The iteration can be performed using the standard iterator API.


In [14]:
t = test()
try:
    while True:
        print(next(t))
except StopIteration:
    print('done')


1
2
done

A generator object can be used anywhere an iterator is supported, e.g., for loops.


In [15]:
for i in test():
    print(i)


1
2

Generators as Coroutines

Python 2.5 added the ability to not only get data from a generator, but also to send data to it. yield turned from a statement into an expression. Functions that use this feature are called coroutines.


In [16]:
def test():
    x = yield 1
    yield x**2
    
t = test()
print(next(t))  # go to the first yield
print(t.send(3))


1
9

Note that next(t) is equivalent to t.send(None).
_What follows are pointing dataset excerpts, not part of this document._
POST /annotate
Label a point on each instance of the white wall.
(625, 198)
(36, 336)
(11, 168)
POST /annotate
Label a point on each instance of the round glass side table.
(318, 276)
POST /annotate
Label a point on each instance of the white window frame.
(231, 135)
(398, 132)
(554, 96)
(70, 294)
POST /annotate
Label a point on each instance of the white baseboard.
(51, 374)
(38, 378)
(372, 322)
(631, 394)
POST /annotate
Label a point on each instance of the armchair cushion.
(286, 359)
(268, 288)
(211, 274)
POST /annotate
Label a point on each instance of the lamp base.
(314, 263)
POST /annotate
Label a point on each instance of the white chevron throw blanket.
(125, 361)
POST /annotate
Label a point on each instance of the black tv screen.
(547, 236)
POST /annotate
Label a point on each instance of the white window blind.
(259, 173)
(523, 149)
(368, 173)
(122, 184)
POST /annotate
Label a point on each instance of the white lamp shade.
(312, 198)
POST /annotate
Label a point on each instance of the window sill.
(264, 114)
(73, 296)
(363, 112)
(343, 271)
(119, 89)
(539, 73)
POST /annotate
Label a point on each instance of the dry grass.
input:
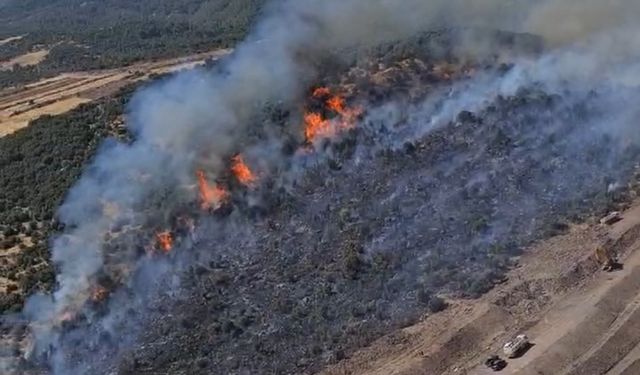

Forwarding an iterator is easy:


In [17]:
def test():
    yield 1
    yield 2
    
def wrapper():
    for i in test():
        yield i
        
for i in wrapper():
    print(i)


1
2

Doing the same with a coroutine on the other hand is quite hard (see PEP 380), so Python 3.3 introduced yield from.

yield from

Wrapping/forwarding coroutines with yield from is easy. This is, for example, important if you want to refactor a coroutine by extracting a sub-coroutine.


In [18]:
def test():
    x = yield 1
    yield x**2
    
def wrapper():
    yield from test()
    
w = wrapper()
print(next(w))
print(w.send(3))


1
9

The same PEP also introduced return statements in coroutines, to transport a return value via StopIteration.


In [19]:
def test():
    for i in range(3):
        yield i
    return 'done'

for i in test():
    print(i)


0
1
2

In [20]:
t = test()
try:
    while True:
        print(next(t))
except StopIteration as e:
    print(e.value)


0
1
2
done

The return value also becomes the value of yield from:


In [21]:
def wrapper():
    value = yield from test()
    print('wrapper got:', value)
    return 'wrapper done'

for i in wrapper():
    print(i)


0
1
2
wrapper got: done

So yield from transparently pipes through the iterations and provides the end result value.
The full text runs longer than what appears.